2. VC has a “Delete” button in the token/keyfile management window that allows for removing keyfiles from the token and clicking it generates proper delete sequence in OpenSC and the Nitrokey’s smartcard confirms deletion.
3. However if you try to import a keyfile immediately after that (after all, you’ve just freed the space, right?), it will again fail with the same “no space available” error, because that’s what OpenSC will return - based on my debugging, sc_read_binary() still returns non-zero here.
4. If you however restart the VC (and that will reinitialize the OpenSC underneath) - the deletion is now recognized and you can import the file just fine. Same happens if I insert the PKCS#11 C_Finalize()/C_Initialize() sequence into the VC’s token file deletion function - so apparently that’s the key here (just closing the session with the token is not enough).
5. Using command-line pkcs11-tool works fine, because you can’t delete and write a DO in the same command invocation, so OpenSC is always reinitialized between those two operations.

So the workaround is just to restart VeraCrypt after deleting the existing keyfile from the token, before importing a new one.

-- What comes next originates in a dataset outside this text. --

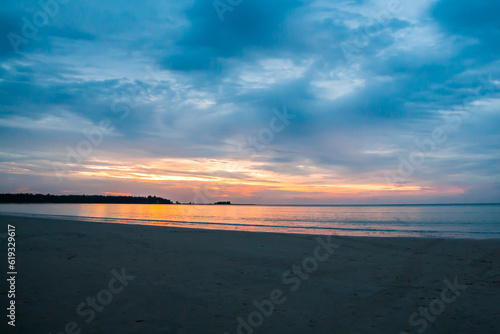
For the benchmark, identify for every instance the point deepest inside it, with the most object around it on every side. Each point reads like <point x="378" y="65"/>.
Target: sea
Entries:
<point x="478" y="221"/>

I’ve run out of time today to find the actual root cause, but essentially there seems to be some caching going on within OpenSC and I’m not yet sure whether it’s a PKCS#11 requirement to do a reinit like that (that would mean a bug in VeraCrypt - but I see nothing like that in the PKCS#11 standard yet) or there’s a bug in OpenSC - I’ll look further into that. However the Nitrokey’s fault is almost excluded, unless there’s a very peculiar situation where it confirms the deletion, but doesn’t actually do it until OpenSC reinitialization triggers it, which sounds too artificial to me to be true.

Stay tuned 8)

All right, so there’s indeed a bug in OpenSC where a blob update logic creates a state discrepancy after deletion: the object is deleted on the card, but the OpenSC’s blob itself it not updated, so the test read upon the next attempt to save the keyfile returns non-zero data as if it’s still there.

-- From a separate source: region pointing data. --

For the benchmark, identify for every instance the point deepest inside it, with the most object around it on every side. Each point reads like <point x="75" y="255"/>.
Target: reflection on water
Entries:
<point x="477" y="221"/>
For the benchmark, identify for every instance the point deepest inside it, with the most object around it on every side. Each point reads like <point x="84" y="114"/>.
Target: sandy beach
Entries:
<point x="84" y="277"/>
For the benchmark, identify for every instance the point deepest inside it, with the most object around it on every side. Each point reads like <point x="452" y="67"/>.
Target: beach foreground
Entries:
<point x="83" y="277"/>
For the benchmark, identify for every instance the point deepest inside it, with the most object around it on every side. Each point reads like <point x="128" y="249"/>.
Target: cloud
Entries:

I’ve submitted a proposed fix in OpenSC pull request at https://github.com/OpenSC/OpenSC/pull/2215.

Thank you so much! I’d never have figured any of this out. I’ll try your workaround later today and let you know how it goes.

‐‐‐‐‐‐‐ Original Message ‐‐‐‐‐‐‐

JFYI, the OpenSC PR got merged, so the next release should have the fix and no longer need a workaround.

I got an email that this thread was referenced again. I upgraded my OpenSC to 0.22 and… it’s not flawless but I think I got it to work?

The issue seems to be that Veracrypt doesn’t always register that I have my NK plugged in or that the keyfile is present. I’ve tried it with the password vault both locked and unlocked and neither seems to make a difference. And I can certainly see that the keyfile is present (using gpg --card-status). But there are times when the token shows in Veracrypt and it doesn’t work, and other times when it doesn’t show at all, and occasionally it shows and actually works.

I’ll have to play around with it more to see if there’s an actual consistent method, but for the time being I’m definitely keeping backups of all the containers without the need for the keyfile until I figure this out lol.

Thank you so much for your help!

@gonzalothought In case you are using Linux and GnuPG older than 2.3.x, the latter might compete over the Nitrokey with OpenSC, and either can lock it making the other one not able to reach it. If so, for your use case you may need to stop the GnuPG’s scdaemon by calling:

$ gpgconf --kill scdaemon

After that OpenSC should be able to connect.